Fall Maintenance Tips For Your Property

By Danielle Wirsansky on September 4, 2021

“Life starts all over again when it gets crisp in the fall.” – F. Scott Fitzgerald, The Great Gatsby

As summer ends, a new semester begins. The end of summer and the beginning of the fall is often one of the busiest times for a landlord or property manager in a college town. This is because it is the time that students, which make up the bulk of renters in these areas, are moving out, moving in, and everything in between.

Once all your tenants, new and old, are settled in, that is when the fall truly begins. Once that bustle is over does not mean that you should relax, however. Now it becomes time to step up your A-game—read on for some fall maintenance tips for your property!

Photo by Life Of Pix from Pexels

Fall Maintenance Safety Inspection

One of the first things you can do is a fall maintenance inspection. Theoretically, your properties should have been checked for any major issues before residents began moving in. However, there are properties you manage where tenants may have renewed their lease and so no earlier inspection was made. Or perhaps there was a rush or other emergency that barred you or your team from inspecting a property thoroughly before a new tenant moved in.

It is also true that inspections made between tenants, done quickly and under deadline, are usually focused more on making sure core items work as they need to, cleanliness, and cosmetic damages. Most property managers and their teams do not have time to do an extremely thorough maintenance inspection, dedicated mostly to safety during the end of summer/beginning of fall rush.
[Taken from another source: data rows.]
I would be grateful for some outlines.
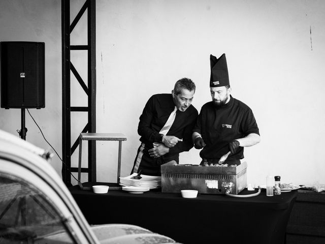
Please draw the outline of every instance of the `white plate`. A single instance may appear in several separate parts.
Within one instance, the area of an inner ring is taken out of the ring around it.
[[[131,179],[131,178],[137,175],[137,173],[134,173],[133,174],[126,177],[120,177],[121,179],[125,179],[127,180],[135,181],[147,181],[147,182],[155,182],[157,181],[161,181],[161,176],[153,176],[151,175],[146,175],[145,174],[141,174],[140,176],[142,178],[140,179]]]
[[[122,190],[125,191],[129,193],[133,193],[135,194],[140,194],[143,193],[145,192],[147,192],[150,190],[149,187],[123,187]]]
[[[126,186],[123,187],[122,190],[125,191],[149,191],[149,187],[133,187],[133,186]]]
So once that rush ends, that is the perfect time to go and do a fall maintenance safety inspection. You can be sure that everything is up to par and help yourself avoid any unpleasant surprises deeper in the winter when it is both colder and more unpleasant outside. This will also help you avoid emergencies that could cost you a lot of money and put you and/or your tenants in an awkward position.

Most tenants will be pleased with a fall maintenance safety inspection as it shows that you, as the property manager, care about the property and tenants and that you actively work to keep things safe and up to date.
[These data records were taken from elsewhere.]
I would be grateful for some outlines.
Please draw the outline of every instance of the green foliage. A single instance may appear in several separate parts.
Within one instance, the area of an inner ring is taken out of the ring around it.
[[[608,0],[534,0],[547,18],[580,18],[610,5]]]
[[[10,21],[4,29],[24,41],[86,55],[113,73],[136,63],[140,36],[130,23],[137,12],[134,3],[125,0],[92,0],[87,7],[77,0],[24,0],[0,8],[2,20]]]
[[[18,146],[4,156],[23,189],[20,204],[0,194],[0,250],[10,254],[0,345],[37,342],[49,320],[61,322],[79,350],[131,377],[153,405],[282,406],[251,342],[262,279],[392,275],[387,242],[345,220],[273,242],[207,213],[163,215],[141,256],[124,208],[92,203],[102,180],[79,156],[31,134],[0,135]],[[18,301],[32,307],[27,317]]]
Update Weatherstripping and Insulation

This can either be added to your fall maintenance safety inspection, or you can make a separate inspection to make sure nothing falls between the cracks, but the fall is a good time to check on and update your property’s weatherstripping and insulation. This time of year is best because much of the work to update weather stripping and insulation must be done by workers outside. Allowing them to complete this work in the fall makes it easier for them to complete the task, as they do not have to endure the harsh heat of the summer nor the coldness of winter.

As the property manager, you will also want to update the weatherstripping and insulation before winter comes because by then it is already too late. If there is a problem with either the weatherstripping or the insulation, it will be quite evident in winter and already causing problems. The tenants might be cold and uncomfortable, frustrated at the situation.

If you are responsible for paying for the property’s utilities rather than the tenants, then you will want to be on top of this so that you do not get exorbitant bills for higher heating because the property was so chilly. If your tenants are on the hook for your carelessness and they have to shoulder the higher utility and electric bill, you can be sure they will note it and move somewhere different where the property manager is more attentive. Avoid this and just be sure to update your weatherstripping and insulation!

Trim Branches in Danger Spots

A great task to complete during the fall is to check out trees around your property and make sure their branches are in good condition. If they are, then everything is safe and good to go. If they are not, you can have them trimmed before they cause any damage.

The fall is a good time to complete this task because most trees will be losing their leaves. When the branches are barer, it is easier to see how at risk of falling they are. This will make your tenants and your property safe and you know you have done your due diligence to avoid any accidents from rogue falling tree limbs.

Photo by La Miko from Pexels

A property manager’s job is never done, but especially not in the fall. Be at the top of your game as a property manager. Following the strategies listed above will certainly help keep you on track and your tenants happy!